Оглянувшись поверх крыши своего дома на овечье пастбище, она заметила движение в зарослях и оцепенела. Даже ткни ее кто-нибудь пальцем, она бы не шевельнулась. Из кустов высунулись трое животных с буроватой шерстью, поменьше овец. Высоко задрав хвосты, они пробежали по лугу и скрылись за ее домом.
Древолазы. Едва она узнала их, как почувствовала, что снова может дышать. Лесные древолазы, как она и думала. Один из них вскарабкался на крышу ее дома, засуетился… Что он делает – пытается оторвать черепицу? Древолаз поднес длинную тонкую лапу ко рту… Он что-то ест. Должно быть, нашел каких-то насекомых. От облегчения Офелию прошиб пот. Древолазы не опасны. Беспокоиться не о чем – разве что они оторвут черепицу, да и то не страшно.
Она замахала руками, и древолаз застыл, задрав хвост.
– Пшел оттуда! – закричала она.
Древолаз дернулся, как подстреленный, и скрылся из виду. Несколько секунд спустя вся троица во весь дух промчалась через поле к зарослям. Какое-то время их бурая шерсть мелькала среди веток, а потом скрылась из виду.
Все-таки в лазании по крышам что-то есть. Офелию охватил прилив легкомысленной, ребяческой радости, и ей пришлось напомнить себе, что крыша – не место для дурачеств. Она огляделась и не увидела больше ничего интересного. Черепица на крыше центра сидела прочно и даже не потрескалась. Единственное, чего стоит опасаться, так это засора в сливных отверстиях цистерны. Медленно и осторожно она спустилась с крыши. Цистерну можно проверить и с земли.
Метеорологическая система отслеживала путь циклона и прогнозировала его дальнейшее направление. Первые шквалы начнутся завтра, а основной удар придется на следующий день. Офелия наконец затащила матрас в швейный зал и разместила его под столом. Она никак не могла успокоиться, не могла сосредоточиться на рукоделии и других делах. Она перенесла в центр запасы продовольствия – перед штормом надо будет еще пару раз пройтись по огородам: новые овощи поспевали каждый день. Но кроме этого… Шапка облаков плыла по небу, с каждым часом все сильнее надвигаясь на нее полукругом, как гигантская крышка люка, поначалу белая, а потом все темнее и темнее.

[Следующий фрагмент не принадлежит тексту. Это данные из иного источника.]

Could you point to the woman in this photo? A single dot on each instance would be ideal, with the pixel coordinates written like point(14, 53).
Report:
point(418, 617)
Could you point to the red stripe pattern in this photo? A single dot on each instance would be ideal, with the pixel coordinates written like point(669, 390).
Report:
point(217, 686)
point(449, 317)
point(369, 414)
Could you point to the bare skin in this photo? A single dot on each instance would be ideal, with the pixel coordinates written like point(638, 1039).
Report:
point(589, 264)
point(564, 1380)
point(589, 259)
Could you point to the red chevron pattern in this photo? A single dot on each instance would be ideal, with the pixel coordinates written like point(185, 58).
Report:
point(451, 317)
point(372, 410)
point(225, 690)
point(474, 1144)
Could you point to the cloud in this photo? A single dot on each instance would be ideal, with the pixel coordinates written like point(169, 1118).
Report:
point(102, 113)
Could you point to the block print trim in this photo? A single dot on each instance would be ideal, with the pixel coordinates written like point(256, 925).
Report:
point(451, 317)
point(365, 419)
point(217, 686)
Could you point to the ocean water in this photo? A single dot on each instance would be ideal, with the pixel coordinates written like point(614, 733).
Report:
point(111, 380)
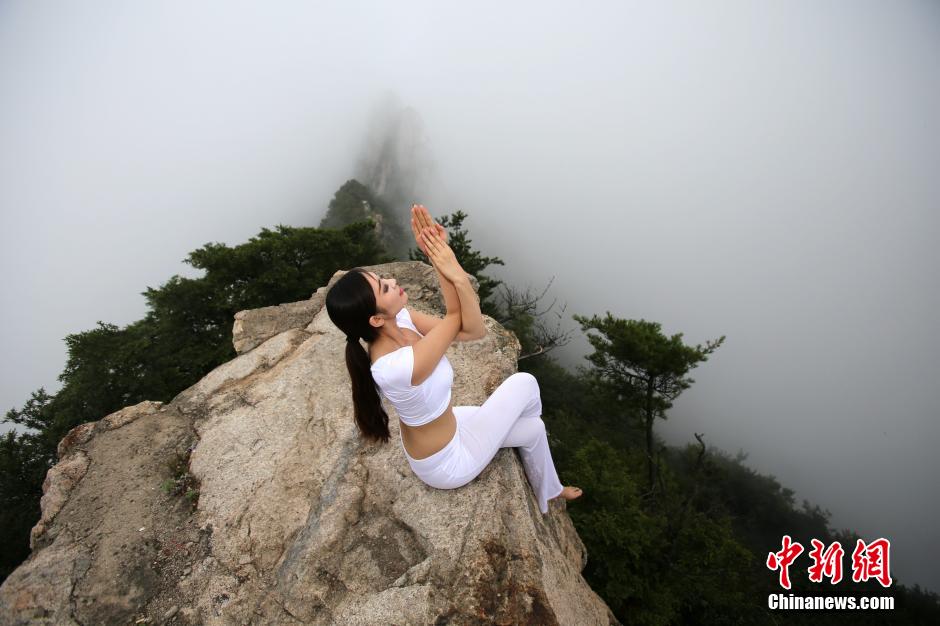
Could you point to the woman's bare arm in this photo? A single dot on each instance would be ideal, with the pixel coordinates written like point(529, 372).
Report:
point(471, 319)
point(451, 299)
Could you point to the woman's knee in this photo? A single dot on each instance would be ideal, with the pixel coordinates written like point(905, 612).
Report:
point(527, 379)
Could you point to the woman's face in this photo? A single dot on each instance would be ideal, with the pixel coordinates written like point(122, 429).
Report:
point(388, 295)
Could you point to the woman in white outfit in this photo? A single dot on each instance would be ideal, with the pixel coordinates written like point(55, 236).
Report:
point(446, 446)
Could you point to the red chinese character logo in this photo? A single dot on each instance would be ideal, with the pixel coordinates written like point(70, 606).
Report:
point(828, 563)
point(783, 559)
point(871, 561)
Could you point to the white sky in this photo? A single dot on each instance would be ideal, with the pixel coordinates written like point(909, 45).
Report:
point(766, 171)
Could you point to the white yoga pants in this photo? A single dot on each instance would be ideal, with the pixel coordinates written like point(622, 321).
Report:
point(510, 418)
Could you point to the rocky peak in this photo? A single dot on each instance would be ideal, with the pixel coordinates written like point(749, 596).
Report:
point(297, 520)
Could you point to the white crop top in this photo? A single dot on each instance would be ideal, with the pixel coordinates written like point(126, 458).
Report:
point(416, 404)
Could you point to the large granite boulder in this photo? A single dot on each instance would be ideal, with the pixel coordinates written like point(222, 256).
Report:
point(297, 520)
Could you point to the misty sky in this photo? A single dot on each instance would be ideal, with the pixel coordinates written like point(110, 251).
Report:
point(765, 171)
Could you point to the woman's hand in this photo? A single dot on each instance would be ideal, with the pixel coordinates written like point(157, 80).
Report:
point(420, 219)
point(441, 255)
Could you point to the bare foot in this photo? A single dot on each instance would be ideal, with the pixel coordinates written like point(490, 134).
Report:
point(569, 493)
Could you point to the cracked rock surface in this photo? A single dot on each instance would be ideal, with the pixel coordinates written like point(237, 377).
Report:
point(297, 520)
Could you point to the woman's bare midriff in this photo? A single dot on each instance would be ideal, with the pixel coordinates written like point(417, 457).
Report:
point(422, 441)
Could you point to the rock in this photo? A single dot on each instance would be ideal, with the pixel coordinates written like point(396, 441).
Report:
point(298, 519)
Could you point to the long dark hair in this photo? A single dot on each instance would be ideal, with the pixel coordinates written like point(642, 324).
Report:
point(350, 303)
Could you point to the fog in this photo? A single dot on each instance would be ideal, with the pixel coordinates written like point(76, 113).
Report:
point(765, 171)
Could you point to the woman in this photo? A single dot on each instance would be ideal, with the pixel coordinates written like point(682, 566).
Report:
point(446, 446)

Первые порывы ветра принесли облегчение. Офелия была в центре; она стояла у двери, выходящей на улицу, и смотрела, как ветер сдувает капли дождя. Жаль, что в центре нет второго этажа с хорошим обзором, откуда было бы видно лес. Интересно, раскачиваются ли высокие лесные деревья так же, как местные плодовые? И что делают в шторм древолазы: прячутся среди бешено колышущихся ветвей или жмутся друг к другу на земле?
Шквалы следовали один за другим, паузы между ними сокращались, и за весь день ветер ни разу не стихал полностью. Офелия разложила на столе проект, над которым собиралась поработать, и в промежутке между шквалами сходила домой за вещами, которые забыла принести: собранные семена, остатки пряжи от старых проектов, любимый вязальный крючок, лучший наперсток.
Она собиралась сделать еще одну накидку-сеть… на этот раз понаряднее. Офелия надела первую сеть, чтобы вспомнить, какие места хотела доработать. Ей хотелось наряд, в котором она сама будет чувствовать себя бурей: что-то напоминающее о ветре, дожде, громе и молниях.
Больше всего времени ушло на то, чтобы придать кусочкам металла форму колокольчиков. Можно было воспользоваться заготовками фабрикатора, но тогда она бы не смогла слушать их, не смогла бы скорректировать форму, чтобы добиться нужного звучания. Где-то на задворках памяти хранились воспоминания о поездке в музей костюма; экскурсовод-этнограф – разум услужливо подсказал старое слово, одновременно воскрешая в памяти звуки, – встряхивала карнавальные костюмы, и те издавали звук, напоминающий шум дождя. Офелия пришила по подолу тонкие маленькие цилиндры, прохладно позвякивающие при ходьбе. То, что нужно. Медные бусины побольше и покруглее издавали мягкий бархатистый звук – журчание ручейка, впадающего в глубокую воду.